From summer camp woes to blissful recognitions of womanhood, this feature on menstruation explores what it's really like to "become a woman."
Arielle Adams is a producer with Blunt Youth Radio, in Portland, ME.
Hear more from the Blunt Youth Radio Project.
BEHIND THE SCENES with Arielle Adams
How and when did you become involved with Blunt Youth Radio?
I became involved with Blunt about three years ago. My friend invited me to one of the recruitment meetings and having nothing better to do, I went. At first I was intimidated by the whole thing, but as I began to be trained in hosting and reporting, I knew that I had found something I loved.
What do you like best about using audio to tell stories, rather than video or illustrations?
What I love the most about audio is that you are able to use your imagination. Characters and settings aren't just there for you to see -- you have to create them. This gives me a challenge, because I have to use sound, tape and my own voice so the listener will see exactly what I want them to.
What inspired your decision to document your and your friends' first menstruation stories?
I was with Blunt in San Francisco attending a national radio conference and a bunch of us girls were just hanging around in our room chatting. It turned out that nearly half of us were on our periods and this unusual coincidence began a conversation spanning this, that and all that other girl stuff. It was a wonderful discussion, and about midway through, I realized what great radio it would have made -- all of us telling our first period stories so openly. When I got home I immediately started to get tape.
Were the girls you approached always so forthcoming, or did some tell you it was too private a thing to share?
Actually about 75 percent of the girls I spoke to were willing to share their stories. This really surprised me, because I thought I might have to push real hard for girls to open up and at least talk to me.
I think all of the girls who refused probably thought their story would have been too boring -- or maybe they were just uncomfortable.
Do you think the girls you interviewed would have told their stories to a video camera as willingly?
Radio is wonderful because you can tell your most personal story and still be anonymous. Having a bright and intense light in your face not only takes away from the personalness, but it creates this self-consciousness that was never there in the first place. I think girls were so open and honest because microphones are much more comfortable than a flashing red light.
How have people reacted to this story overall? Do you think age has been a factor in listeners' responses? What do your male peers think?
Most of the reactions I've gotten from people have been positive ones. I think at first people are a little weary, but once they hear the feature they loosen up and really enjoy all of the stories. The greatest thing about this piece is that it's completely age friendly. Every women has had their first period, so hopefully this feature makes them think back to that time in their lives. As far as the male perspective goes, most guys have enjoyed the piece and I just shrug off those who have said negative things, because I know deep inside they secretly wished they had a first period story to tell too.

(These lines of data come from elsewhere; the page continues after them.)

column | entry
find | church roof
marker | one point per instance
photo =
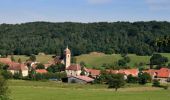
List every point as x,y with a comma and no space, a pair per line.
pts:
75,67
67,51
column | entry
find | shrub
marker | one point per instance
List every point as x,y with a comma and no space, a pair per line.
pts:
156,83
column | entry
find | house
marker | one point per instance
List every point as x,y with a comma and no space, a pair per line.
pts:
133,72
5,60
92,72
125,72
162,75
17,68
80,79
41,71
73,70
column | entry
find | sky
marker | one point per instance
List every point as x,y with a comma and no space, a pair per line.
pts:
22,11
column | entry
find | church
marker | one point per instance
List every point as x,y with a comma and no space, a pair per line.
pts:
71,69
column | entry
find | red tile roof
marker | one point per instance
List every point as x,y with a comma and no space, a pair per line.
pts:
75,67
17,66
133,72
152,72
93,72
5,60
84,78
164,73
41,71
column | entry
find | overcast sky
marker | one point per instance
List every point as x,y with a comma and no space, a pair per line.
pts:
21,11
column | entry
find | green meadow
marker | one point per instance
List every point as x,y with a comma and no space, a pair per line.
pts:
40,58
28,90
96,60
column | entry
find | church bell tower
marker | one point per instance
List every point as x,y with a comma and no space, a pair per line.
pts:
67,59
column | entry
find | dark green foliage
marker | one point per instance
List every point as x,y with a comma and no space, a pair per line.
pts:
158,59
3,89
156,83
73,60
82,64
142,38
56,68
132,79
19,60
127,59
122,62
18,75
116,81
144,78
12,58
40,66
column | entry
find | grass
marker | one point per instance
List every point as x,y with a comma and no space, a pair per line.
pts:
28,90
40,58
95,60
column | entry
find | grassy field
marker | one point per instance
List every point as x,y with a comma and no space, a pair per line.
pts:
40,58
97,60
93,60
26,90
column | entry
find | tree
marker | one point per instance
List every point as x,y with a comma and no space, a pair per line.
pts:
32,58
73,60
3,89
18,75
82,63
116,81
19,60
158,59
40,66
121,62
156,83
144,78
127,59
12,58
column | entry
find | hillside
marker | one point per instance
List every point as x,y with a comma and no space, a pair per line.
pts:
36,90
93,60
142,38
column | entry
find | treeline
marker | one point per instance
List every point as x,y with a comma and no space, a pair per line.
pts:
141,38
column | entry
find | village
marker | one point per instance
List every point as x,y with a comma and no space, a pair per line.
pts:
75,73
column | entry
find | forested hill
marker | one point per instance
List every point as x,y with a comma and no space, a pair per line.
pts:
142,38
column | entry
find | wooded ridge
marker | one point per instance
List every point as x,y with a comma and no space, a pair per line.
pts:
141,38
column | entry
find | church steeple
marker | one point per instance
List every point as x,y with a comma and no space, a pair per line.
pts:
67,57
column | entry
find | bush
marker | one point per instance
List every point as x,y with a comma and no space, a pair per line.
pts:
3,89
156,83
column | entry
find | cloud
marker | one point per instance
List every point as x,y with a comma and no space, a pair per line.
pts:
158,4
99,1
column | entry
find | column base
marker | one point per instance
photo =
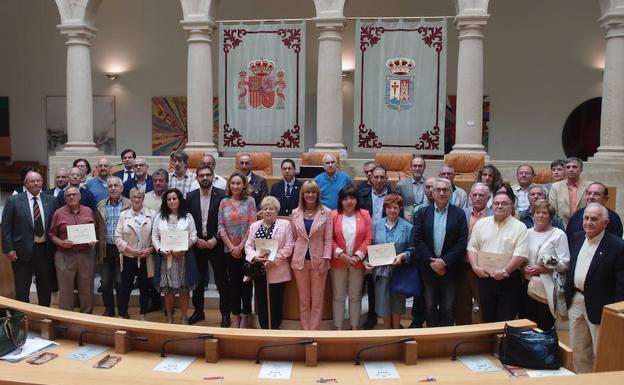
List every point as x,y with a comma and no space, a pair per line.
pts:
331,147
206,147
608,154
468,148
71,148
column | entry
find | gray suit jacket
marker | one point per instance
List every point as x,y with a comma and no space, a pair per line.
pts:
18,227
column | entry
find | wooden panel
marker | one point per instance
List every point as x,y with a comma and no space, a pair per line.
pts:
610,351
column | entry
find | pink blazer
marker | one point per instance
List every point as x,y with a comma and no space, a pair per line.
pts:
279,271
363,236
319,241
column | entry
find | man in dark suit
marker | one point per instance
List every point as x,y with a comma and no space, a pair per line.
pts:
141,179
259,187
61,181
204,206
25,222
127,158
595,279
287,191
595,193
440,239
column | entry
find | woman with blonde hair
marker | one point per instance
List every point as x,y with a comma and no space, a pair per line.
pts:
312,225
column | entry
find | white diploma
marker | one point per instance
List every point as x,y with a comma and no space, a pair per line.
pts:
267,244
492,262
382,254
79,234
174,240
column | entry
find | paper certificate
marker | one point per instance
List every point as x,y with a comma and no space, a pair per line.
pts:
492,262
79,234
382,254
268,244
174,240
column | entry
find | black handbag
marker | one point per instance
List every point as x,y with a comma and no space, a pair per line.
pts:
527,348
13,330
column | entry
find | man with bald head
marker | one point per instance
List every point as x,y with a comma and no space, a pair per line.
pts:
86,197
595,279
97,185
142,180
25,221
331,181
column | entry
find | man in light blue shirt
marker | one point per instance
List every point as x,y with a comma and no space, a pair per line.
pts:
97,186
331,181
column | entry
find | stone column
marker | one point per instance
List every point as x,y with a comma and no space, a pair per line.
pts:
329,88
79,88
199,85
612,114
469,119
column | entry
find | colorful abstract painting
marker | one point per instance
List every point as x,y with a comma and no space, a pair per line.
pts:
449,130
169,120
5,134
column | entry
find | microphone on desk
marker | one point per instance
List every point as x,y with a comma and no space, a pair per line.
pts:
199,337
400,341
302,342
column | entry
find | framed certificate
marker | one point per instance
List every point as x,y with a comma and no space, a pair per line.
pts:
174,240
492,262
382,254
79,234
268,244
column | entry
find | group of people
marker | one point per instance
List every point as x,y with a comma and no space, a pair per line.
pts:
477,255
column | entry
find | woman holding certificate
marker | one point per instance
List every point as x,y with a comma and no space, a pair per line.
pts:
353,233
236,212
133,238
269,245
173,236
548,260
395,230
312,227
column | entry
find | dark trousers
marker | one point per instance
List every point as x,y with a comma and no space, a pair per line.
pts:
131,270
369,285
535,311
41,267
111,278
500,300
276,294
439,300
239,291
219,268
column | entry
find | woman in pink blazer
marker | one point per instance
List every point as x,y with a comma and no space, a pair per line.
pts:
277,271
312,225
353,233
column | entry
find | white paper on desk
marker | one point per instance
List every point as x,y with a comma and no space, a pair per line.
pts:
87,352
174,240
268,244
381,254
381,370
549,373
174,364
275,370
80,234
30,347
479,364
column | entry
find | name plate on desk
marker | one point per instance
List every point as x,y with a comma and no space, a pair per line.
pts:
79,234
492,262
174,240
381,254
267,244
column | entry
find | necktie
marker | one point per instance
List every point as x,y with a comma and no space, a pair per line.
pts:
37,217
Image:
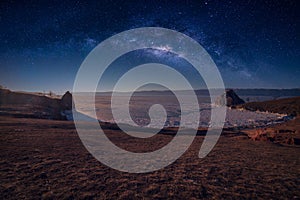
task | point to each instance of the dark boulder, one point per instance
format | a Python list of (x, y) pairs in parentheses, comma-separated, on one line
[(66, 101)]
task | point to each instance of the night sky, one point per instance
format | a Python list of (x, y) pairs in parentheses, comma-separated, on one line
[(255, 44)]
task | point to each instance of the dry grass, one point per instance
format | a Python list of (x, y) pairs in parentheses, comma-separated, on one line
[(45, 159)]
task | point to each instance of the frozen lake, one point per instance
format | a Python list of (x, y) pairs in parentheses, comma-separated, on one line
[(170, 116)]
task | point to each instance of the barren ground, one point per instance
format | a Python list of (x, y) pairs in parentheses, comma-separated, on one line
[(46, 159)]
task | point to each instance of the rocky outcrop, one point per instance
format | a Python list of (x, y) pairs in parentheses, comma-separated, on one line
[(231, 98), (66, 101), (29, 105)]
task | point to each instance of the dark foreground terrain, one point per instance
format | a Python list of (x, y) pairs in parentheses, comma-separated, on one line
[(45, 159)]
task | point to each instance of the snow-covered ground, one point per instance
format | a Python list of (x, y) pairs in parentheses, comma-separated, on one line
[(234, 117)]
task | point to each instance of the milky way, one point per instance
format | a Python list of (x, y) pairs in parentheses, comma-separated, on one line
[(254, 43)]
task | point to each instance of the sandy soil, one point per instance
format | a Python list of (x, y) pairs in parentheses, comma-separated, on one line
[(45, 159)]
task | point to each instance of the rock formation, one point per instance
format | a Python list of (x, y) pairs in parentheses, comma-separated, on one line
[(66, 101)]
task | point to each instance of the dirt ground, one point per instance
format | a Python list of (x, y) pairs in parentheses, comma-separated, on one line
[(45, 159)]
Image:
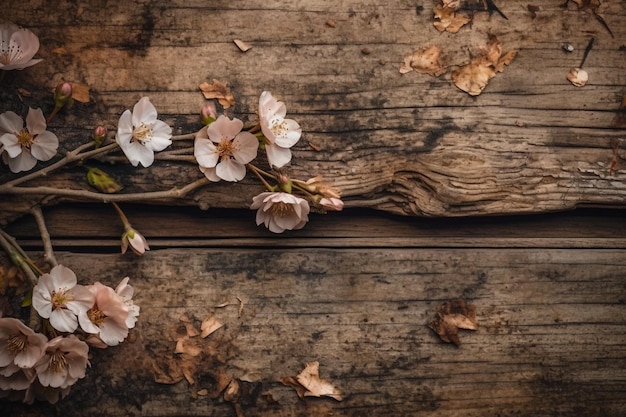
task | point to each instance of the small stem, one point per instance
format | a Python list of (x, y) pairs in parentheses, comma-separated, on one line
[(123, 217), (107, 198), (587, 50), (45, 236), (70, 157), (184, 137)]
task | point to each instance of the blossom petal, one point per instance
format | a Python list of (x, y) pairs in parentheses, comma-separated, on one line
[(277, 156), (125, 128), (247, 147), (45, 146), (161, 136), (63, 320), (10, 122), (11, 145), (224, 127), (230, 170), (23, 162), (144, 111), (35, 122), (205, 152)]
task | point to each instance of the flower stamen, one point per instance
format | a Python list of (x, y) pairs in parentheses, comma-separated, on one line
[(16, 344)]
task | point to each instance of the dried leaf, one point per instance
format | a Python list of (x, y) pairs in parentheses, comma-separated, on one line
[(183, 347), (474, 77), (592, 6), (210, 325), (218, 90), (451, 317), (424, 60), (315, 386), (244, 47), (447, 18), (578, 77), (80, 92), (619, 120)]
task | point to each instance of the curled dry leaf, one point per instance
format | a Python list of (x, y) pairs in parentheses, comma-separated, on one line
[(244, 47), (218, 90), (578, 77), (209, 326), (448, 18), (452, 316), (309, 384), (474, 77), (424, 60)]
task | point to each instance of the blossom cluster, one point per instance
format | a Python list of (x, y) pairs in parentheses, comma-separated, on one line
[(32, 366)]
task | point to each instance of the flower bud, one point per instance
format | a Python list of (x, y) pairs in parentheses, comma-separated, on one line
[(102, 181), (63, 95), (99, 134), (208, 113)]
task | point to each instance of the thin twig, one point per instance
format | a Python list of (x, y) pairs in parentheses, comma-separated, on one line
[(48, 255), (107, 198), (70, 157)]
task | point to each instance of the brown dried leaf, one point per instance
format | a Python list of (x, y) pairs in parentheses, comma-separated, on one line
[(310, 379), (80, 92), (210, 325), (244, 47), (424, 61), (452, 316), (474, 77), (620, 118), (218, 90), (448, 19)]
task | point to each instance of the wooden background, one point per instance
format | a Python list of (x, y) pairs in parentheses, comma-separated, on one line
[(354, 290)]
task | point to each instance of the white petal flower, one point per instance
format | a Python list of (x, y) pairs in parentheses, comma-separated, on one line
[(57, 297), (280, 211), (65, 361), (17, 47), (126, 292), (19, 344), (140, 133), (107, 318), (23, 147), (281, 133), (223, 150)]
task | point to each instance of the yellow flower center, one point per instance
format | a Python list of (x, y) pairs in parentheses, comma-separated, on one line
[(281, 209), (61, 298), (226, 148), (24, 138), (58, 362), (142, 133), (96, 316), (16, 343)]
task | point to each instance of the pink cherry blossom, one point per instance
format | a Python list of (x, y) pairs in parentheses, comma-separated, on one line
[(23, 147), (281, 133), (17, 47), (57, 297), (280, 211), (107, 318), (223, 150), (19, 344), (64, 362), (140, 134)]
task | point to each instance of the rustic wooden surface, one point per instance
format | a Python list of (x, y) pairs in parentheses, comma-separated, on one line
[(354, 290), (404, 143), (550, 307)]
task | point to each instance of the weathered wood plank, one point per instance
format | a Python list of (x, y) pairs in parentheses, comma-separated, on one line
[(550, 338), (409, 144)]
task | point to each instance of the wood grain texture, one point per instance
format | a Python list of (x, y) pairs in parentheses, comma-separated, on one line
[(410, 144), (550, 338)]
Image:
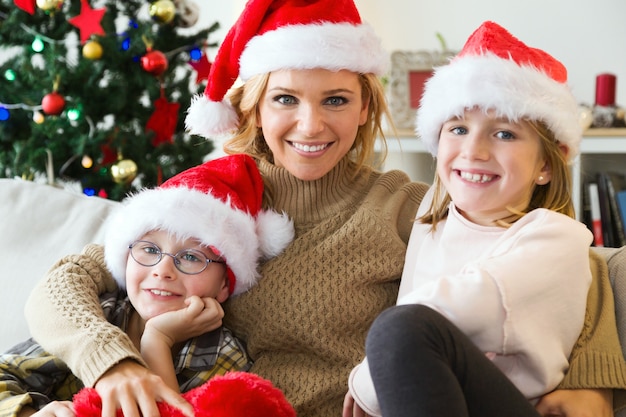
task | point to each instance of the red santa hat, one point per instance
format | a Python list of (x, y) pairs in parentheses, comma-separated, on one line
[(219, 203), (271, 35), (496, 71)]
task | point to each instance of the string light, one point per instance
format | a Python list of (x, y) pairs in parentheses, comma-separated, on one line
[(37, 45), (38, 117), (73, 114), (9, 75), (4, 114), (195, 54)]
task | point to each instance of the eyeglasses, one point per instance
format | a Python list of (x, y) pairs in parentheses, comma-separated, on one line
[(187, 261)]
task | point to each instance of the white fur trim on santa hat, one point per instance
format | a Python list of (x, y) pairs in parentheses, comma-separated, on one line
[(209, 118), (274, 233), (189, 213), (490, 82), (333, 46)]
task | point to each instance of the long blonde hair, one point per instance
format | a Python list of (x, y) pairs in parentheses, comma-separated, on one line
[(249, 138), (556, 195)]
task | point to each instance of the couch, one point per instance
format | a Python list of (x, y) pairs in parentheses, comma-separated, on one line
[(41, 223)]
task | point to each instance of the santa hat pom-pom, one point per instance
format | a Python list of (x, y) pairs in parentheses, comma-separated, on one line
[(275, 232), (210, 118), (239, 394)]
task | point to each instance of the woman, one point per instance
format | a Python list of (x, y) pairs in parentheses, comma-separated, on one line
[(309, 111)]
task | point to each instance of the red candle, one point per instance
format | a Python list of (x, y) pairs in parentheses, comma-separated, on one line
[(605, 90)]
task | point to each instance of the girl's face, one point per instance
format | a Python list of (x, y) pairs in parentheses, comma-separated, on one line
[(310, 119), (488, 164), (157, 289)]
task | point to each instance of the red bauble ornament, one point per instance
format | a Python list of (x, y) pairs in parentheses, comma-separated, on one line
[(53, 103), (154, 62)]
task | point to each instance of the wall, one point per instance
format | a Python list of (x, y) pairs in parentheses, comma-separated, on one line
[(588, 37)]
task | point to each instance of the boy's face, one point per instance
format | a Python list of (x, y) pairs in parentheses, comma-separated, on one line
[(160, 288)]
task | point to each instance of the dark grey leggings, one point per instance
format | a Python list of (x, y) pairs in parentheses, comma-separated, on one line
[(423, 365)]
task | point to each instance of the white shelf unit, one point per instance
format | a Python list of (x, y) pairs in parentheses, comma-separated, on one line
[(600, 150)]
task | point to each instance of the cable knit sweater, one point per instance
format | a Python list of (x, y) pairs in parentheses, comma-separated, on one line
[(305, 322)]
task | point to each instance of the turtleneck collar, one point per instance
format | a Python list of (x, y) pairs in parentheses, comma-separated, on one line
[(312, 201)]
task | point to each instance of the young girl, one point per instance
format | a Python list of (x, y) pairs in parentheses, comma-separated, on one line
[(488, 309)]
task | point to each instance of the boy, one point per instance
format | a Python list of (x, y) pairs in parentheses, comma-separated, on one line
[(176, 252)]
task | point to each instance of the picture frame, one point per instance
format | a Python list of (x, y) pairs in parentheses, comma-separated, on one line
[(409, 72)]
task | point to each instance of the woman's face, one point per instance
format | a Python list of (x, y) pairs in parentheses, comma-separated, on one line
[(310, 119)]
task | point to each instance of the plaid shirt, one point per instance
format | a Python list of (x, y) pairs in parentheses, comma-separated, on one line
[(31, 376)]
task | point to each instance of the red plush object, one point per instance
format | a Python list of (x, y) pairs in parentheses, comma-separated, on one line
[(236, 394)]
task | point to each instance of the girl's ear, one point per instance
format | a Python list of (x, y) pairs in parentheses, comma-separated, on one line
[(545, 175)]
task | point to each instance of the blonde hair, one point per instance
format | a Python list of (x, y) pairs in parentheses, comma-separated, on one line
[(249, 138), (556, 195)]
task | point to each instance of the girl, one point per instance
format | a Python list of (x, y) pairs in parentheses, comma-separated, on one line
[(488, 311)]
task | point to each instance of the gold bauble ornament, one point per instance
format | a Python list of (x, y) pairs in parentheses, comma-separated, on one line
[(92, 50), (124, 171), (49, 5), (163, 11)]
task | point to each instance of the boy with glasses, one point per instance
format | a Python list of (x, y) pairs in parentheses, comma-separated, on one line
[(176, 252)]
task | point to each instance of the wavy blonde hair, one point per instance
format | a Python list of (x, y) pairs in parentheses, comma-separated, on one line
[(249, 138), (556, 195)]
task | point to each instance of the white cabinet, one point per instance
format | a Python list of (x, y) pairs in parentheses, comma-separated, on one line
[(601, 150)]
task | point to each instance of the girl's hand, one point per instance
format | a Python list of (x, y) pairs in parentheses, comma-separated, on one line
[(135, 390), (577, 403), (200, 316)]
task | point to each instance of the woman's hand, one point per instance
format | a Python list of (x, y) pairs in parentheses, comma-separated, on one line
[(134, 389), (577, 403)]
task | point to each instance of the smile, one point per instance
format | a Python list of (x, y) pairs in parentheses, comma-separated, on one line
[(161, 293), (310, 148), (477, 178)]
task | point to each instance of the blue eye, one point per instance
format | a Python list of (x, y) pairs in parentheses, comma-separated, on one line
[(189, 256), (286, 100), (153, 250), (503, 134)]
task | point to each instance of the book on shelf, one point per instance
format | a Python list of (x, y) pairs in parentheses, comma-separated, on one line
[(621, 205), (606, 219), (605, 210), (595, 218)]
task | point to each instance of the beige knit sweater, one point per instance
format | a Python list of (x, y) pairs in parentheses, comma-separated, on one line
[(305, 322)]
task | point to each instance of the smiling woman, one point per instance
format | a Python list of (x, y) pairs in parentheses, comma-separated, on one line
[(310, 118)]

Are you considering any sort of follow-up? What are you working on now?
I would love to do a whole series about the menstrual cycle, from young girls' expectations to their first period, to pregnancy and menopause. I think often times women are afraid or intimidated to talk about their bodies or what goes on "down there." I want to break that barrier with this piece or any feature I do in the future. I want women to talk about what they want when they want and not feel ashamed or embarrassed to talk about their bodies. Hopefully after hearing my piece, women will begin to think about the gender issues, stereotypes, double standards and pressures that are still in place within our world today -- and maybe they'll get a few laughs too.